William later met Lady Franklin in London, where they discussed the supernatural message he claimed to have received from Little Weesy. Convinced by his account, Lady Franklin commissioned a search party to investigate the area indicated by the ghostly guidance. The first attempt was thwarted by impenetrable ice, but on their second try, the team successfully discovered an entrance to a waterway later named Victoria Strait. Unfortunately, the conditions proved too challenging to proceed further, and the search party was forced to turn back.

It would be several more decades before the fate of the Franklin expedition was finally discovered near Victoria Strait – the very location identified in the paranormal message William had relayed to Lady Franklin.

In 1889, J.Henry Skewe’s book ‘Sir John Franklin: The True Secret of the Discovery of his Fate’ recounted Captain Coppin’s alleged paranormal assistance in the search for the lost expedition. However, many – including some of Lady Franklin’s relatives – vehemently denied that the Kinsale man or his ghostly daughter had any influence on the search efforts.

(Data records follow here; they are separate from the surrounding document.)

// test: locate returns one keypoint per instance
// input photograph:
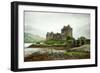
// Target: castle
(65, 31)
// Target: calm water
(29, 51)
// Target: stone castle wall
(65, 31)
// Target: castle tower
(66, 31)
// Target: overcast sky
(39, 23)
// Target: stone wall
(65, 31)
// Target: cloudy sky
(39, 23)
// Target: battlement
(65, 31)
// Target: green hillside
(30, 38)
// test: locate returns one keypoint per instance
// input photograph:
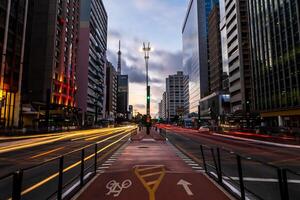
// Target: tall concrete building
(122, 96)
(224, 53)
(91, 60)
(13, 15)
(160, 109)
(123, 89)
(111, 91)
(51, 56)
(238, 47)
(195, 58)
(175, 95)
(216, 104)
(275, 59)
(214, 51)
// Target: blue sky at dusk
(137, 21)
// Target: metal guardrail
(233, 172)
(62, 176)
(214, 158)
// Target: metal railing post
(219, 166)
(240, 171)
(283, 184)
(17, 185)
(203, 158)
(82, 168)
(60, 178)
(214, 159)
(95, 158)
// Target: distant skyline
(137, 21)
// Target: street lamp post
(147, 50)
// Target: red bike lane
(150, 170)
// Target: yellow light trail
(51, 139)
(71, 166)
(47, 152)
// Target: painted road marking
(259, 141)
(185, 186)
(151, 177)
(116, 188)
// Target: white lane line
(259, 141)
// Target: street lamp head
(146, 48)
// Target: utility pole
(147, 50)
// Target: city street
(31, 151)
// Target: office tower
(237, 29)
(175, 95)
(123, 89)
(91, 60)
(13, 23)
(50, 62)
(122, 97)
(214, 51)
(164, 106)
(195, 58)
(224, 53)
(119, 60)
(275, 56)
(111, 91)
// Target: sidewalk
(150, 169)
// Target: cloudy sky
(137, 21)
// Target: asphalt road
(260, 178)
(42, 181)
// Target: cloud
(162, 63)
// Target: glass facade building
(275, 56)
(92, 59)
(195, 58)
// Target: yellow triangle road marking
(150, 176)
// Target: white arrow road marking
(186, 187)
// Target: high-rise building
(175, 95)
(275, 56)
(119, 59)
(224, 53)
(122, 97)
(13, 15)
(164, 109)
(195, 58)
(111, 91)
(91, 60)
(51, 56)
(238, 47)
(130, 112)
(160, 109)
(216, 104)
(123, 88)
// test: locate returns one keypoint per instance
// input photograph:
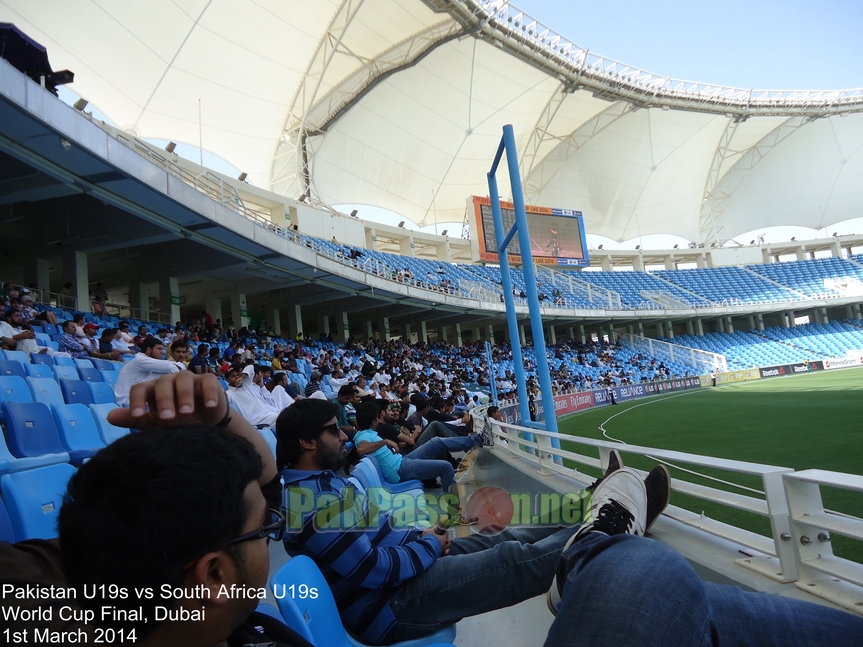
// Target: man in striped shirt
(392, 582)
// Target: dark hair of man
(383, 405)
(150, 342)
(178, 343)
(148, 504)
(367, 413)
(303, 420)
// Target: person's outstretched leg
(625, 590)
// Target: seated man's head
(175, 507)
(308, 437)
(152, 347)
(178, 349)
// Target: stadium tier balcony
(815, 278)
(834, 339)
(744, 349)
(640, 290)
(728, 285)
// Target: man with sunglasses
(175, 521)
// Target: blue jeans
(421, 463)
(435, 429)
(627, 590)
(481, 573)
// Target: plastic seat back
(90, 374)
(308, 607)
(14, 389)
(6, 532)
(31, 430)
(33, 499)
(101, 392)
(41, 358)
(110, 378)
(103, 364)
(76, 391)
(65, 372)
(78, 430)
(315, 619)
(45, 390)
(16, 356)
(12, 367)
(40, 370)
(109, 432)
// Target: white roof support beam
(543, 172)
(712, 222)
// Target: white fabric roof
(419, 140)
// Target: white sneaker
(618, 506)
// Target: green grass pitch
(802, 422)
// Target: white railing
(798, 548)
(701, 360)
(666, 300)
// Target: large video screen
(557, 236)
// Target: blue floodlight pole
(507, 145)
(490, 361)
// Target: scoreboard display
(557, 236)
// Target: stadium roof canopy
(400, 104)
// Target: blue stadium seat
(76, 391)
(40, 370)
(11, 367)
(13, 389)
(33, 499)
(104, 364)
(90, 374)
(78, 430)
(110, 377)
(65, 372)
(45, 390)
(6, 531)
(316, 618)
(32, 432)
(41, 358)
(16, 355)
(109, 432)
(101, 392)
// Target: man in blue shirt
(424, 462)
(390, 581)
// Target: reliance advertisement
(572, 402)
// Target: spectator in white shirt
(146, 366)
(246, 401)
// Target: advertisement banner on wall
(573, 402)
(792, 369)
(732, 376)
(843, 362)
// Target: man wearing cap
(91, 344)
(16, 335)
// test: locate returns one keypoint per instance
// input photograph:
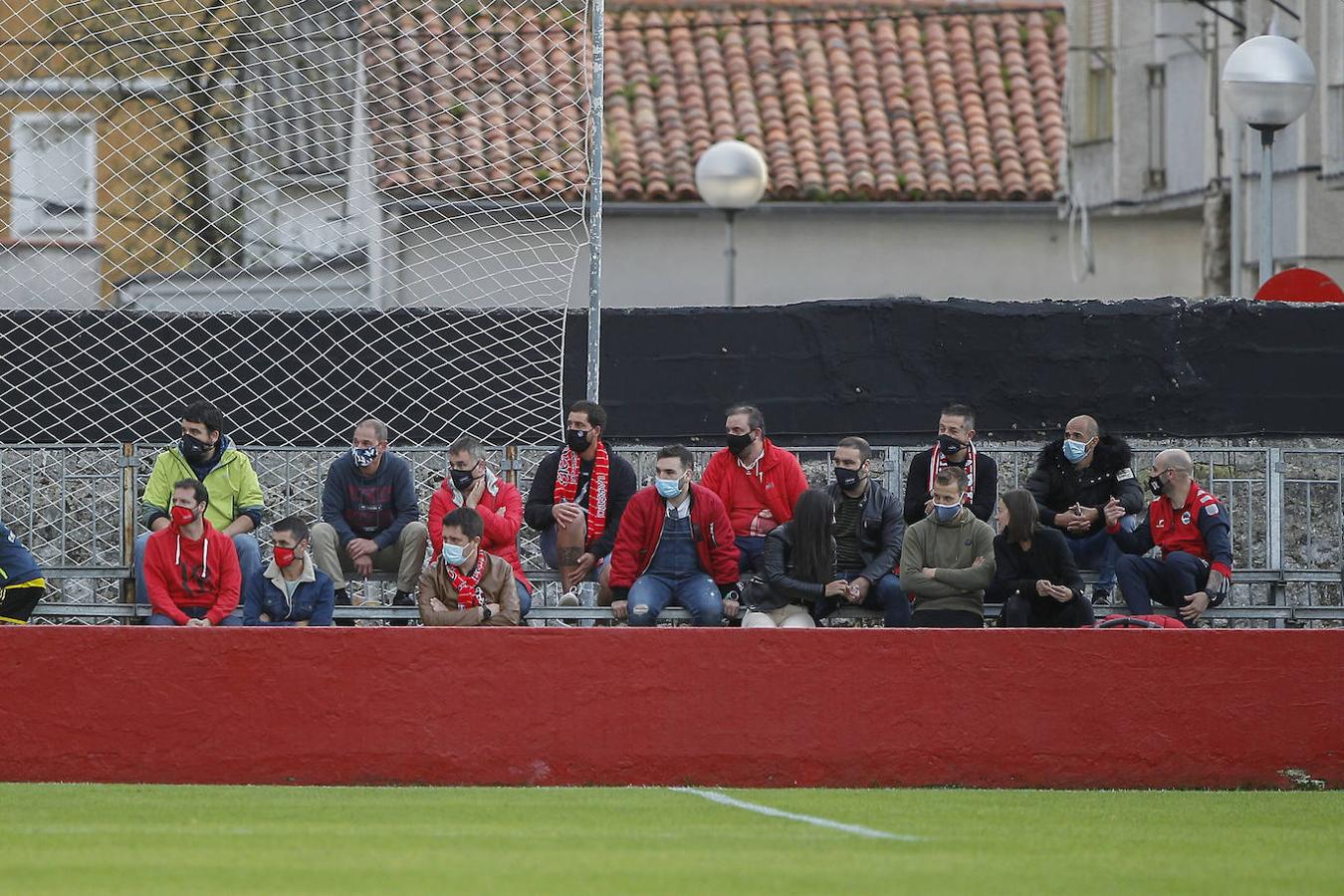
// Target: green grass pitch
(60, 838)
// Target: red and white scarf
(468, 585)
(938, 462)
(567, 487)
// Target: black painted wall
(880, 368)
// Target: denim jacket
(315, 596)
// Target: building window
(54, 189)
(1099, 92)
(1156, 176)
(1333, 123)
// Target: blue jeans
(195, 612)
(886, 594)
(750, 547)
(652, 592)
(1168, 580)
(249, 560)
(1098, 551)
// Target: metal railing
(77, 507)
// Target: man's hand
(564, 514)
(360, 547)
(580, 571)
(859, 590)
(1195, 606)
(1114, 512)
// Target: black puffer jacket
(1058, 485)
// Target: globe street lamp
(732, 176)
(1269, 82)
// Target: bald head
(1175, 460)
(1082, 427)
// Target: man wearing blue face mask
(369, 516)
(675, 545)
(948, 559)
(1074, 480)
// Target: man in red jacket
(675, 543)
(191, 568)
(757, 483)
(471, 484)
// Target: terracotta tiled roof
(890, 101)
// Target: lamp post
(732, 176)
(1269, 82)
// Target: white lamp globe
(1269, 81)
(732, 175)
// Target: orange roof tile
(889, 100)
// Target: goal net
(299, 210)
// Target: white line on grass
(809, 819)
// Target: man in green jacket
(948, 559)
(235, 500)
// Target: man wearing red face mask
(191, 568)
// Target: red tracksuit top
(184, 572)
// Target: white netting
(300, 210)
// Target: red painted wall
(669, 707)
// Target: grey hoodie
(951, 550)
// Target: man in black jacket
(955, 448)
(576, 497)
(868, 537)
(1074, 480)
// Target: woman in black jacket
(1035, 569)
(798, 567)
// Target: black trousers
(1023, 612)
(18, 603)
(947, 619)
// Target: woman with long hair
(1035, 569)
(798, 567)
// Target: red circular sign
(1300, 285)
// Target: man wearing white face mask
(467, 585)
(675, 545)
(948, 559)
(369, 516)
(1074, 480)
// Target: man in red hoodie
(757, 483)
(675, 543)
(191, 568)
(472, 484)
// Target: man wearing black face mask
(955, 448)
(206, 454)
(868, 534)
(576, 499)
(759, 483)
(471, 484)
(1194, 533)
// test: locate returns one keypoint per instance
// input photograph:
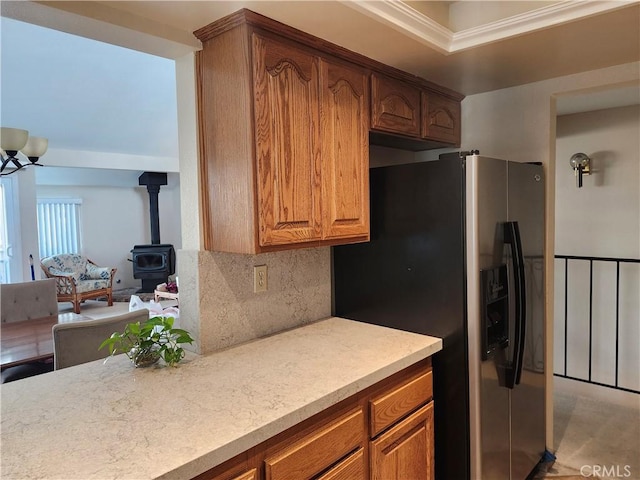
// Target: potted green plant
(145, 343)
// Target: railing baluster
(566, 311)
(617, 315)
(590, 380)
(590, 314)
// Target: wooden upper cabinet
(441, 118)
(395, 106)
(345, 151)
(284, 145)
(284, 129)
(287, 120)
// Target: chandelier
(14, 140)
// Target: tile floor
(594, 438)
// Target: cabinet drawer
(317, 451)
(351, 468)
(389, 407)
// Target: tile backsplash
(220, 304)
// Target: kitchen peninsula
(109, 420)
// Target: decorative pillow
(75, 276)
(96, 273)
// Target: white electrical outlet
(259, 278)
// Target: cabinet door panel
(405, 450)
(319, 450)
(441, 120)
(351, 468)
(395, 106)
(395, 404)
(287, 143)
(345, 151)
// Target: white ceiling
(84, 94)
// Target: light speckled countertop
(108, 421)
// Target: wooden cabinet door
(395, 106)
(441, 118)
(287, 118)
(351, 468)
(319, 450)
(405, 450)
(345, 151)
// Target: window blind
(58, 226)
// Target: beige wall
(603, 217)
(519, 123)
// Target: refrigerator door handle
(512, 238)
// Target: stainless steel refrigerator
(456, 251)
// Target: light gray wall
(601, 219)
(519, 123)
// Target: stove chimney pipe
(153, 182)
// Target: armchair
(78, 278)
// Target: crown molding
(563, 12)
(406, 20)
(414, 24)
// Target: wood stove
(155, 262)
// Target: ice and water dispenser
(494, 310)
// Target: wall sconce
(581, 165)
(13, 140)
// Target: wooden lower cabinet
(382, 433)
(405, 451)
(351, 468)
(317, 451)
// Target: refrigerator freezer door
(526, 206)
(486, 209)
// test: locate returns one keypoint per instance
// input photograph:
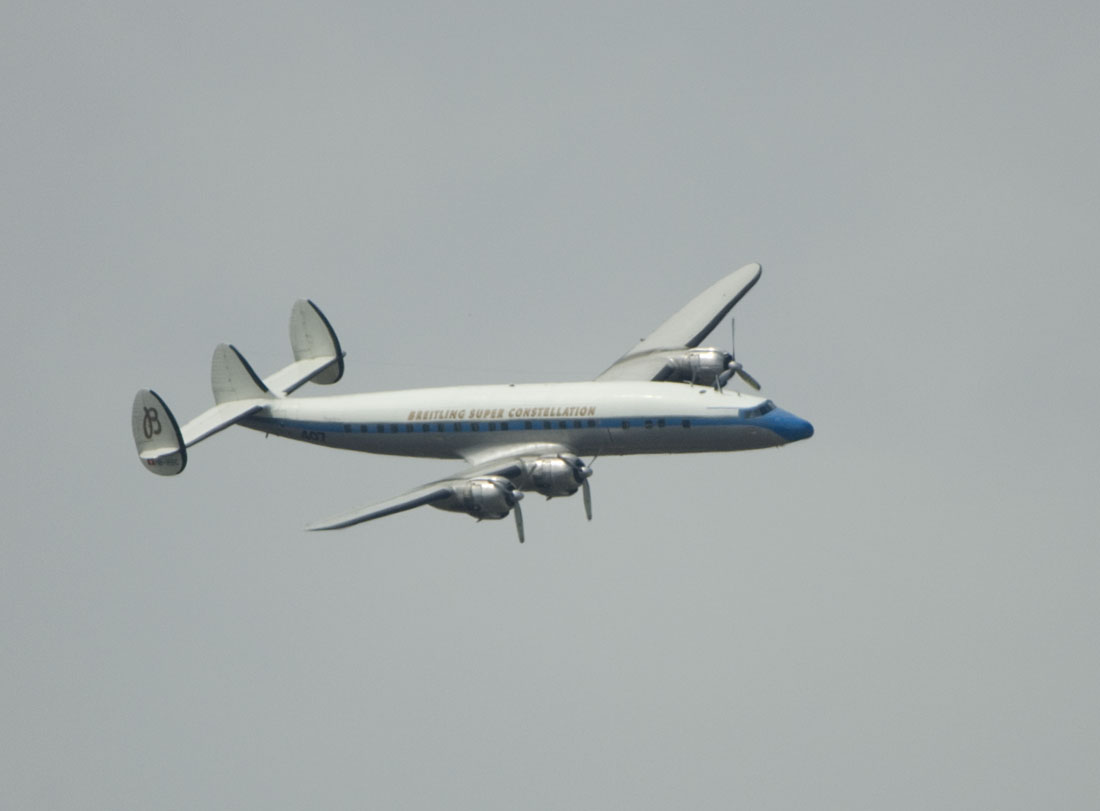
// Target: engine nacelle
(485, 497)
(701, 366)
(556, 477)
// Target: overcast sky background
(899, 613)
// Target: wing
(507, 462)
(686, 329)
(414, 499)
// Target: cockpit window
(758, 411)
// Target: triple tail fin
(238, 391)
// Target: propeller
(519, 518)
(581, 473)
(512, 496)
(734, 366)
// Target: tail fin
(232, 379)
(238, 391)
(317, 353)
(156, 434)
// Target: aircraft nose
(790, 427)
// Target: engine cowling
(491, 497)
(701, 366)
(556, 477)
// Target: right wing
(686, 329)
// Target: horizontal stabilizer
(218, 418)
(161, 446)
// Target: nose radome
(792, 428)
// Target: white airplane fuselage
(590, 417)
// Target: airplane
(666, 395)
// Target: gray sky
(901, 612)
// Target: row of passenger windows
(459, 427)
(536, 425)
(528, 425)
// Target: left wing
(487, 489)
(649, 359)
(427, 494)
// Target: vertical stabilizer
(156, 434)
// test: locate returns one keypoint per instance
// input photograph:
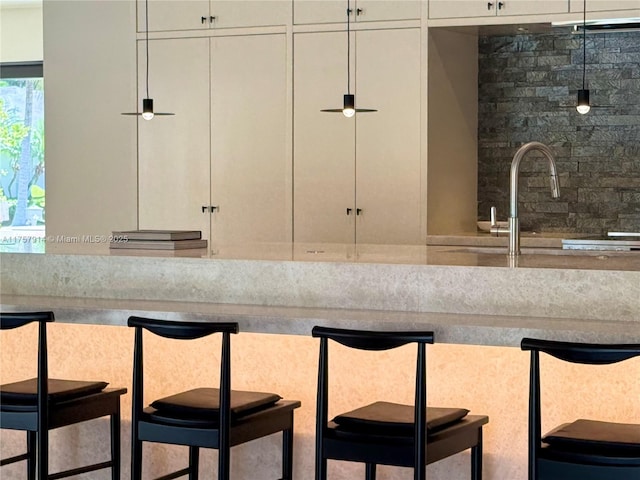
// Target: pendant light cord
(146, 28)
(348, 47)
(584, 43)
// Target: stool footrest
(177, 474)
(17, 458)
(78, 471)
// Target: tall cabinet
(221, 164)
(358, 179)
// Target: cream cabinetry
(219, 165)
(358, 179)
(491, 8)
(604, 5)
(167, 15)
(333, 11)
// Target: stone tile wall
(527, 91)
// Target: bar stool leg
(31, 459)
(115, 445)
(194, 462)
(371, 471)
(476, 459)
(136, 458)
(287, 453)
(42, 440)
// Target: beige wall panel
(20, 32)
(174, 150)
(250, 162)
(324, 143)
(89, 74)
(453, 132)
(388, 186)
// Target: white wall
(20, 31)
(89, 70)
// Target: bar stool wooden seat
(41, 404)
(386, 433)
(585, 449)
(217, 418)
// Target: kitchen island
(477, 303)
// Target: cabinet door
(605, 5)
(320, 11)
(489, 8)
(324, 143)
(167, 15)
(532, 7)
(332, 11)
(388, 166)
(250, 166)
(461, 8)
(173, 151)
(250, 13)
(382, 10)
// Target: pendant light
(147, 102)
(349, 100)
(584, 106)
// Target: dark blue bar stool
(385, 433)
(217, 418)
(585, 449)
(41, 404)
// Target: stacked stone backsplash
(527, 92)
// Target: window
(22, 187)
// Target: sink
(542, 251)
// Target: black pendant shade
(348, 109)
(349, 100)
(583, 105)
(147, 103)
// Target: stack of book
(157, 239)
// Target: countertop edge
(471, 329)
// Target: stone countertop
(367, 279)
(495, 330)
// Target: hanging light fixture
(584, 106)
(349, 100)
(147, 102)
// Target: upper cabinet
(167, 15)
(492, 8)
(605, 5)
(358, 179)
(333, 11)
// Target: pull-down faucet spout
(514, 223)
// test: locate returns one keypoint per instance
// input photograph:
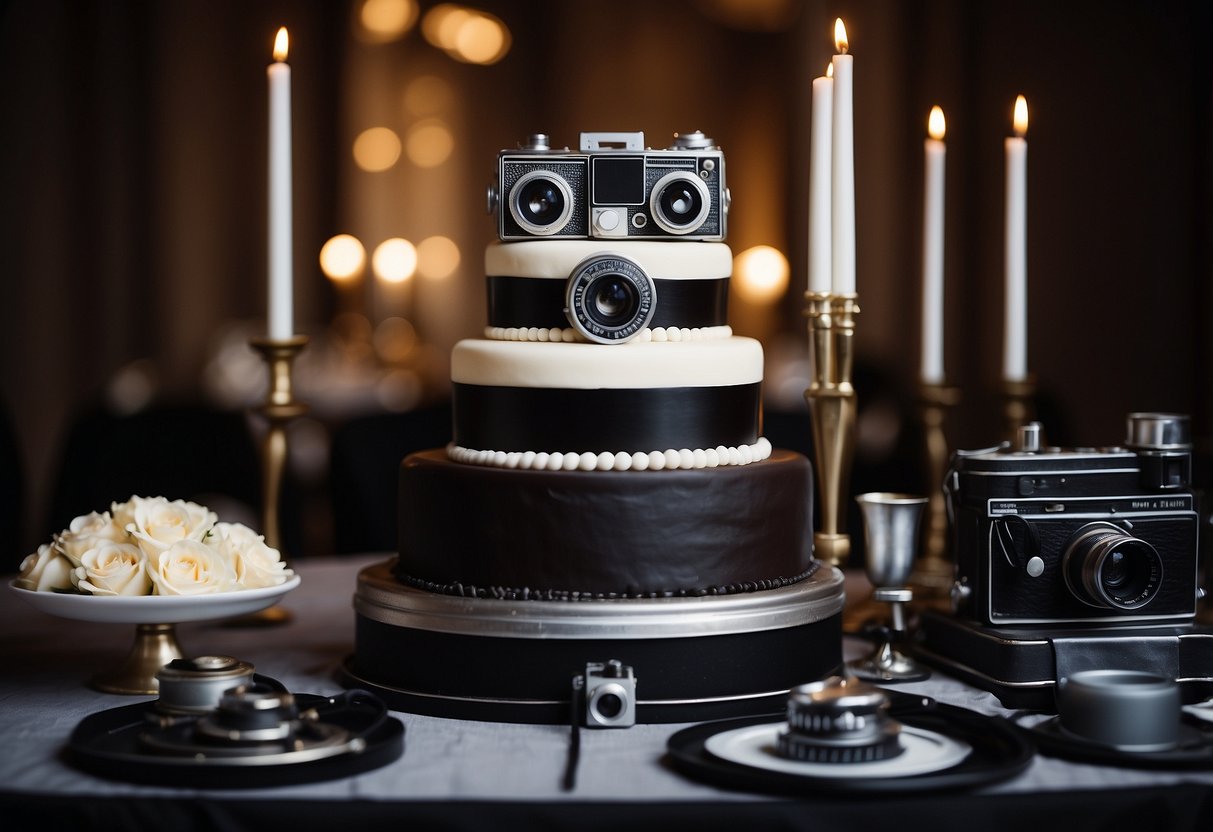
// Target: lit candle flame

Although a successful seaman, William did not handle his financial affairs well. After investing most of his funds in his own inventions, towards the end of his life he was living in near poverty. In 1894, age 89, William was issued an eviction order from his large home at 14 Sackville Street by Derry Corporation. However after friends and supporters campaigned to the corporation to keep the elderly seaman in his home, William was allowed to live out his days at 14 Sackville Street. 

Broken by the ordeal however, Captain William Coppin died twelve months later, on April 17, 1895, at the of age of 90. The Kinsale native was buried near his beloved daughter Little Weesy in St Augustine’s Burial ground, Palace Street, Derry city.